Yvonne Zagermann: Als ich mich 2010 als Fernsehredakteurin selbstständig gemacht habe, kam der Gedanke auf, nebenher einen Reiseblog zu schreiben. Mich hat das Reisen schon immer interessiert, deshalb bin ich auf Twitter einigen Leuten gefolgt, die Reisen als Thema in ihrem Profil angegeben hatten. Auf diese Weise habe ich dann bemerkt, dass es damals schon einige sehr professionelle Reiseblogs gab, vor allem auf internationaler Ebene. Bis dato hatte ich das Klischee im Kopf, dass ein Reiseblogger lediglich ein Tagebuch für Mama, Papa und die Freunde in der Heimat führt. Dass es aber wirklich gute, qualitativ hochwertige und interessante Reiseblogs in Magazinform gab, wusste ich nicht. Da wurde mir klar: Das will ich auch machen. Aufgrund meiner journalistischen Ausbildung passte das Bloggen sehr gut zu meiner neuen Selbstständigkeit. Gleichzeitig erhoffte ich damit, langfristig ein paar zusätzliche Jobs bei Printmedien zu bekommen. Die Tatsache, dass meine Bloggerei eine solche Eigendynamik entwickeln würde und ich mittlerweile hauptberuflich Reisebloggerin bin – damit hätte ich nie gerechnet.

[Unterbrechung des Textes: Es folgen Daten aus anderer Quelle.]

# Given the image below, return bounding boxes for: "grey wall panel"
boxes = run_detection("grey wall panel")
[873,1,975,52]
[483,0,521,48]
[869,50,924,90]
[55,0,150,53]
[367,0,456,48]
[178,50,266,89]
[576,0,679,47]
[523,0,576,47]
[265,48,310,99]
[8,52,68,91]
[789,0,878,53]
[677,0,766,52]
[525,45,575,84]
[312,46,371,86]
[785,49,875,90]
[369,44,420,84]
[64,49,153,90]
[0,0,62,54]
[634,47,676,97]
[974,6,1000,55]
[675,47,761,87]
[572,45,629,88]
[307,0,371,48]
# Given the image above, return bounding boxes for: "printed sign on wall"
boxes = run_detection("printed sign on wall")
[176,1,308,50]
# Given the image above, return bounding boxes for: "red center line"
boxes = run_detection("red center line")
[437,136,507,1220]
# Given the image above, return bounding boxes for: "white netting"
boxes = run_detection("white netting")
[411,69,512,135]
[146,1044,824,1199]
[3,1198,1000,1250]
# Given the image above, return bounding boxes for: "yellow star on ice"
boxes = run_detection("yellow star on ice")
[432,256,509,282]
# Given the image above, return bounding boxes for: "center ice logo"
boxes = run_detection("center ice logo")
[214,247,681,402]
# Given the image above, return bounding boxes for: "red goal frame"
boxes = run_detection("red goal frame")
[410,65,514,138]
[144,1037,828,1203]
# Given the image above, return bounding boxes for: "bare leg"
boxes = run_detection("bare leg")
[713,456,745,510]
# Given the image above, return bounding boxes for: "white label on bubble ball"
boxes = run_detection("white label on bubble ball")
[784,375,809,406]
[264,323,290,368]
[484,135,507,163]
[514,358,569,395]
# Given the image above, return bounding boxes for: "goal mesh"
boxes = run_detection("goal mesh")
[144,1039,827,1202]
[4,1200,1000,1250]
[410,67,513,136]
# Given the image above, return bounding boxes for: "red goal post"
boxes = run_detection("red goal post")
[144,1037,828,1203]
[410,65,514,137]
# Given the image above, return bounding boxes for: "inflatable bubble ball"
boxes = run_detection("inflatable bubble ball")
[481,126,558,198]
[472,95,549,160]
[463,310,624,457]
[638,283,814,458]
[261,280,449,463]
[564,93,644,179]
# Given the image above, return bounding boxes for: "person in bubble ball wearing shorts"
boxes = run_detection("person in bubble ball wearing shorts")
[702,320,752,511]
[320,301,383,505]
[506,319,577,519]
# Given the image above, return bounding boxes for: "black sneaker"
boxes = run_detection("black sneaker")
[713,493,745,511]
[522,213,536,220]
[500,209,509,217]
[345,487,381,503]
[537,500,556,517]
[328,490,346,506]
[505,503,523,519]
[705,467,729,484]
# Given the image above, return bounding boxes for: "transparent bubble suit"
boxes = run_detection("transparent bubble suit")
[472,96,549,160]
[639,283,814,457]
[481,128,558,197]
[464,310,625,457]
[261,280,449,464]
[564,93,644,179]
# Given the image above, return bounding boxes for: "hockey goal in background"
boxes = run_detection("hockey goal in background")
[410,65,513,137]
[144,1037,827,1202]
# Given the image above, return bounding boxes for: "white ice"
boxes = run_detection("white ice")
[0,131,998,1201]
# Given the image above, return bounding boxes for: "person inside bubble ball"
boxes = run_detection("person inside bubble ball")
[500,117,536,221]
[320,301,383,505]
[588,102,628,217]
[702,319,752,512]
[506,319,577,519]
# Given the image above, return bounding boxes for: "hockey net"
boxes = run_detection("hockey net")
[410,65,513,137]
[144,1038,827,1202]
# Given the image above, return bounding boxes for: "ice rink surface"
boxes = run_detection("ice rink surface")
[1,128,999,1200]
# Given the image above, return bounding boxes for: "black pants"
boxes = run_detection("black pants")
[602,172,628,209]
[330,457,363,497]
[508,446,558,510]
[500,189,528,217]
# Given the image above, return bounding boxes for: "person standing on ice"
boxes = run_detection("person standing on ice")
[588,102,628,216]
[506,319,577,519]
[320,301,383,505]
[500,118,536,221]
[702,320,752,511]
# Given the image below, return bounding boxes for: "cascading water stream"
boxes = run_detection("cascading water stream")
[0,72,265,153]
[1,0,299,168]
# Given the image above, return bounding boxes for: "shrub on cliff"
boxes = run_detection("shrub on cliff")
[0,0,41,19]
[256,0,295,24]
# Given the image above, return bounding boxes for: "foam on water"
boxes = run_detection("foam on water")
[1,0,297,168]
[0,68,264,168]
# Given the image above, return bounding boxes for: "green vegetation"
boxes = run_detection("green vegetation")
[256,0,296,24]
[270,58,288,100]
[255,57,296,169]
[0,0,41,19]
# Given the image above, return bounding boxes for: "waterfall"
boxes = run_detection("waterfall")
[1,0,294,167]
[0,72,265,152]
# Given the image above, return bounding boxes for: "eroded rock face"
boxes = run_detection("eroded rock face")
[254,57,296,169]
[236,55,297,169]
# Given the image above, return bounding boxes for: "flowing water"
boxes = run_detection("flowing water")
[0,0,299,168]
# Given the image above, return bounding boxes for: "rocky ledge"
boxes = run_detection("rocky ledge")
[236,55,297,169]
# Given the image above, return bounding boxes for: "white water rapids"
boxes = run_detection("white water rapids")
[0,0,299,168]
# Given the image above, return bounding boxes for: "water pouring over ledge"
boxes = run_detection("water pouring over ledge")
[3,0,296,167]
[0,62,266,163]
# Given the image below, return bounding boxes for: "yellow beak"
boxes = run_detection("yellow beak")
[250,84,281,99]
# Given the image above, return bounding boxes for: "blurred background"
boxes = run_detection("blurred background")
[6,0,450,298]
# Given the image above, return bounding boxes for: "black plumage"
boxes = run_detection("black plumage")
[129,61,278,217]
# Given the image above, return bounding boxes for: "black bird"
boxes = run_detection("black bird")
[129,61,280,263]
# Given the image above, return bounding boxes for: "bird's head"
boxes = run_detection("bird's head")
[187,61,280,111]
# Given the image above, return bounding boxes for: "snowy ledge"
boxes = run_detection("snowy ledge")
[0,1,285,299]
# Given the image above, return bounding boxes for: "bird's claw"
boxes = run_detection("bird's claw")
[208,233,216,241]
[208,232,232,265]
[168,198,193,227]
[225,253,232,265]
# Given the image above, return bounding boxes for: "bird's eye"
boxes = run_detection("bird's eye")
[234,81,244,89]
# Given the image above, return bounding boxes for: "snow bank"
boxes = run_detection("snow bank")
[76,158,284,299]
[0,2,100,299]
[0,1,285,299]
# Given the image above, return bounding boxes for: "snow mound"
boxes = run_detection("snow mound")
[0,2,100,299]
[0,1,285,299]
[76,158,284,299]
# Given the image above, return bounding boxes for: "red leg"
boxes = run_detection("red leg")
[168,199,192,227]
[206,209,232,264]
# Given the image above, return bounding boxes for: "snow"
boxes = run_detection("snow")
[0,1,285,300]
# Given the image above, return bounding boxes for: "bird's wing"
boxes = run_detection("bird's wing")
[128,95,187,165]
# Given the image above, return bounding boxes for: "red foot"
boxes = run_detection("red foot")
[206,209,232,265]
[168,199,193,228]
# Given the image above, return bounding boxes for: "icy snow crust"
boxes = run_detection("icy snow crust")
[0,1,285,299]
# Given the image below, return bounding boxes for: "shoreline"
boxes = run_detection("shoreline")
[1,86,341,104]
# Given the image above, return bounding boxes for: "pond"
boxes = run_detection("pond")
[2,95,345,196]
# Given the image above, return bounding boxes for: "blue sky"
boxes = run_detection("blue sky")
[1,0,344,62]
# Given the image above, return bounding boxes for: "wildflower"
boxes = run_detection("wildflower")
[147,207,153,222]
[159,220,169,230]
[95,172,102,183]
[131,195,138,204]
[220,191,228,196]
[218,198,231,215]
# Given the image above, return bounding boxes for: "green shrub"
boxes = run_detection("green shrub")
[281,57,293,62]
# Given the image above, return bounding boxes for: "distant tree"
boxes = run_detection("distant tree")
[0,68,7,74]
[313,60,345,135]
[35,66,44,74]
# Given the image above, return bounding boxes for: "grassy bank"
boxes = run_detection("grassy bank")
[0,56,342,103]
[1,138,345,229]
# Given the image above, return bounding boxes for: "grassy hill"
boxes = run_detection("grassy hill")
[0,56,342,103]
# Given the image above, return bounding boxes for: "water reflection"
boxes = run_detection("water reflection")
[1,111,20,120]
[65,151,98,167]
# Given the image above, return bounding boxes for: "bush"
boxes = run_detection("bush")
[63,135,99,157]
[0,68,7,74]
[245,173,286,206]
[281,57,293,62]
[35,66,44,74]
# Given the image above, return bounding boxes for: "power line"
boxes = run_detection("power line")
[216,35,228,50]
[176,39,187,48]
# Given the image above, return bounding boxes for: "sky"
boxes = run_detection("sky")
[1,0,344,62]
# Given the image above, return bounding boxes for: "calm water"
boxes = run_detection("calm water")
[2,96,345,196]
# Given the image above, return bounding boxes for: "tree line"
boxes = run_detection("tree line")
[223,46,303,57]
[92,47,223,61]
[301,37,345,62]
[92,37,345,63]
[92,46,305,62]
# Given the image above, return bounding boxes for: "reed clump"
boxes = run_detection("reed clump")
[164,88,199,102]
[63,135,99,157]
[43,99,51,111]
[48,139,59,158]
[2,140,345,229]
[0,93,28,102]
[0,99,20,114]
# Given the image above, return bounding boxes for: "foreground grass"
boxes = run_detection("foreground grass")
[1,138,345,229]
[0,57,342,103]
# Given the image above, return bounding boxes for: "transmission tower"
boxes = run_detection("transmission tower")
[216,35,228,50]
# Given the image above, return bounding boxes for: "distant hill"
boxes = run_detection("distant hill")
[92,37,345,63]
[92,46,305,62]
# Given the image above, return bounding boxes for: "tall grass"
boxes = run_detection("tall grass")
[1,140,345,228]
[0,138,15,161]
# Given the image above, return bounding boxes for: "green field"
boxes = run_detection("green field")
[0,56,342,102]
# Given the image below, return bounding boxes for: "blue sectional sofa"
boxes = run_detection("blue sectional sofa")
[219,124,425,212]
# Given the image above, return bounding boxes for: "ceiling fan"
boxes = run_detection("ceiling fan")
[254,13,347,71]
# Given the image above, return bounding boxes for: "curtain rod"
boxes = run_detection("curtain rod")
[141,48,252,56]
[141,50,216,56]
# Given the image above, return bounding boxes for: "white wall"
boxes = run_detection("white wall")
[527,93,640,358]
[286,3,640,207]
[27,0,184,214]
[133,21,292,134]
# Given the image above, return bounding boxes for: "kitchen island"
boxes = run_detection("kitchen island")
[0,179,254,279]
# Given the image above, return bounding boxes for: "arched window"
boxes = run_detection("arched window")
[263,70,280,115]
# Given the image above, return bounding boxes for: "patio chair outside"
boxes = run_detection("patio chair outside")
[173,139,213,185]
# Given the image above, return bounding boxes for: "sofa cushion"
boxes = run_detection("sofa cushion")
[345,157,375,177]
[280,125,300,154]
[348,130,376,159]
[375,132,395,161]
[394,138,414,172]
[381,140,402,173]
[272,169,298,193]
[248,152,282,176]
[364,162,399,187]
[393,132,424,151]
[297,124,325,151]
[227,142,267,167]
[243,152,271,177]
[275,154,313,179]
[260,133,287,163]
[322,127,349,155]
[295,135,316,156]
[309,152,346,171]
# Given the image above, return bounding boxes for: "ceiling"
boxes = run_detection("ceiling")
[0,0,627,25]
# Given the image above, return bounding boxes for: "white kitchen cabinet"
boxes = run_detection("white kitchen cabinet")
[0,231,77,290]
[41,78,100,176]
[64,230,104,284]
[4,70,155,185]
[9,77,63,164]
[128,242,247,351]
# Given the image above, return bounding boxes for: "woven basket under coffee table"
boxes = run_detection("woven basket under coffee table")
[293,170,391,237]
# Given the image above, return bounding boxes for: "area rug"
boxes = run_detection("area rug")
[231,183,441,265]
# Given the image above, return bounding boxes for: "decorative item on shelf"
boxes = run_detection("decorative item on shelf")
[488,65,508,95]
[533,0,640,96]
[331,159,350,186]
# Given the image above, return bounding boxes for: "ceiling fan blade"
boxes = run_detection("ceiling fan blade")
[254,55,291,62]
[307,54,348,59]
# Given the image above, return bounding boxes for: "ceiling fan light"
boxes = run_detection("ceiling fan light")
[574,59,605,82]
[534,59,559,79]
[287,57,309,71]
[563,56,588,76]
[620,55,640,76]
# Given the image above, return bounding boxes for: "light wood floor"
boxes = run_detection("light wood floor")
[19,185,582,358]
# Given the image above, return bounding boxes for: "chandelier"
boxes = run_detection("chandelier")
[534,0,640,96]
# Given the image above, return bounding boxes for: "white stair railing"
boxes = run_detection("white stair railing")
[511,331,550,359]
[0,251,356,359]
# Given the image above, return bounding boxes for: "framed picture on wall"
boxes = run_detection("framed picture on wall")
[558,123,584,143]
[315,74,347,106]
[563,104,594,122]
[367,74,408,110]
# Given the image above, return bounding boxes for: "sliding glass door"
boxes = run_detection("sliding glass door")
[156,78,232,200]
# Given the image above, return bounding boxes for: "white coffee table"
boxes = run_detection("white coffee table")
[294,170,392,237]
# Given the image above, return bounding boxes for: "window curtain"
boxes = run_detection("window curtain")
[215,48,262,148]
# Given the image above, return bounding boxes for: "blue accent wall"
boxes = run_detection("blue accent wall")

Abseits touristischer Pfade in Birma: Brettspiel auf der Straße
An wie viel Tagen warst du eigentlich im Jahr 2013 nicht Zuhause, sondern stattdessen irgendwo auf der Welt im Auftrag des Bloggens unterwegs?
Gefühlt war ich irgendwie immer unterwegs. Tatsächlich waren es aber 183 Tage, also rund sechs Monate. Die meisten Reisen waren 2013 eher Kurztrips – zwischen ein paar Tagen und zwei Wochen. 2014 begann ähnlich: Anfang des Jahres war ich für ein Wochenende in Brüssel, anschließend eine Woche in den USA, und gerade erst war ich für fünf Wochen in Thailand, um dem deutschen Winter zu entfliehen.
Yvonne lebt Flashpacking, eine Reiseform, die alte und moderne Globetrotter-Elemente miteinander kombiniert. Die Bloggerin reist nie ohne Laptop und Smartphone, meidet klassische Hostelschlafsäle und gönnt sich immer wieder mal etwas Komfort.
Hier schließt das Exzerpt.